If you are reading this, you may think, hey Mr. Fancy Pants Money Viking, I am just no good at money. No one ever taught me how to manage it. I do not feel comfortable talking about it. I thought money was the “root of all evil”, so should I care and do I deserve to have any? Guess what, you have been set up to fail and perhaps it is time to make some changes and take charge of your own life. I believe that is the true value of sites like ours, the ability to provide inspiration and information to conquer your financial freedom!
Obviously most people in society are pretty lousy at managing money. Just look at some of the disturbing statistics. Most people would have a hard time coming up with $400 to cover an emergency. Holy crap, that is disturbing! 55-64 year olds in America have an average of $104,000 in retirement savings. Very scary low figure that will not last very long in retirement. Using conservative calculators this will only yield about $4,000/year in retirement income. These folks could live another 30 years!

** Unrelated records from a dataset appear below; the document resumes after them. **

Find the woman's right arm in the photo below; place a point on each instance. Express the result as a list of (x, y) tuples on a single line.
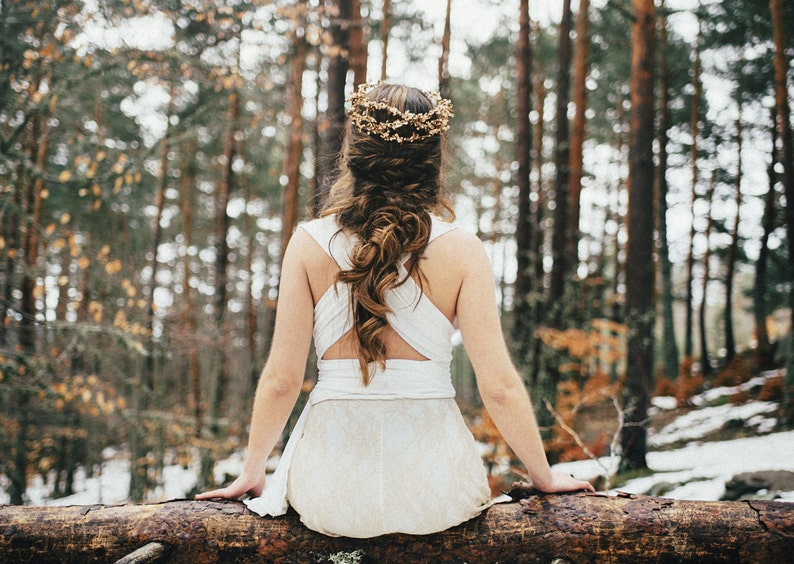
[(501, 388)]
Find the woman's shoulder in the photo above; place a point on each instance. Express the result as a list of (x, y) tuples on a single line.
[(456, 245), (453, 234)]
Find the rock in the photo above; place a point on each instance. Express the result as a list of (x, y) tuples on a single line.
[(742, 485)]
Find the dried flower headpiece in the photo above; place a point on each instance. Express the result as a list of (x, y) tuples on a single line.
[(423, 125)]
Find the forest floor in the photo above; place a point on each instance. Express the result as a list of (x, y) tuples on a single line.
[(693, 452)]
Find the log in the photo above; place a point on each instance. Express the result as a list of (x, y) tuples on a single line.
[(541, 528)]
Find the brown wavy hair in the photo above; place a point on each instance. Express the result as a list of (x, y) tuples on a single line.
[(384, 196)]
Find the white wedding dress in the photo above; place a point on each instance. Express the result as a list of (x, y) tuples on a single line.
[(393, 456)]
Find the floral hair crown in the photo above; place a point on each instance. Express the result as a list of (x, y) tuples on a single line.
[(424, 125)]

There are many social, mental and educational factors at play here. For one, we are never taught about money in a healthy way in school. I don’t ever remember taking one class that offered any kind of practical advice about investing, compounding, saving, budgeting, needs vs wants, etc. 0, nothing, no class on this in approximately 18 years of formal education. And I went to pretty good schools, I can only imagine the lack of discussion at underfunded and poorly managed schools.
I was lucky to have a family that taught me many things, but that was luck. Most families probably never talk about this very important topic. Besides who you associate with and marry, managing your finances is probably the most important skill to develop in life. There are obviously hundreds of books in the market that can teach you about personal finance and may be tailored to your unique situation. Here are the basics that most experts agree if we can get right, we will set ourselves up for success. So if we suck at money do a “back to basics” approach and then ignore all the noise:
ONE: A SIMPLE BUDGET
It sounds simple but most people never take the 10 minutes it takes to do a budget. Don’t overthink it, it just takes a pencil and piece of paper. List all your monthly expenses starting with the big ones: housing, car, insurance, food, entertainment, clothing, child care, etc. Compare this to what you actually bring home each month. First, are you negative or positive? If it’s negative you are in trouble and you must make adjustments. No more Frappuccino’s at $5 a pop! If it’s positive, congratulations, time to advance. Emergency fund and extra investments are on the agenda.
This simple exercise puts you in touch with your money, just like exercise or yoga puts you in touch with your body and mind.
TWO: AUTOMATE & IGNORE
If you got the budget down, you then have to maximize the automatic contributions to a 401k or low cost index fund like through Vanguard. We have to automate because we are lousy with money and our perception of the future is flawed. We de value the future and over value the present.
THREE: GET THE BIG THINGS RIGHT (HOUSING & CARS)
Before you cut out the expensive coffee trips, you should also get the big things right. Is your house a drain? Is your car payment over $500/month? Time to rightsize everything!
Hey, we all kind of suck at money unless your name is Warren Buffett. So get the 3 big things right and you pretty easily go from a D to a B! I will take a B!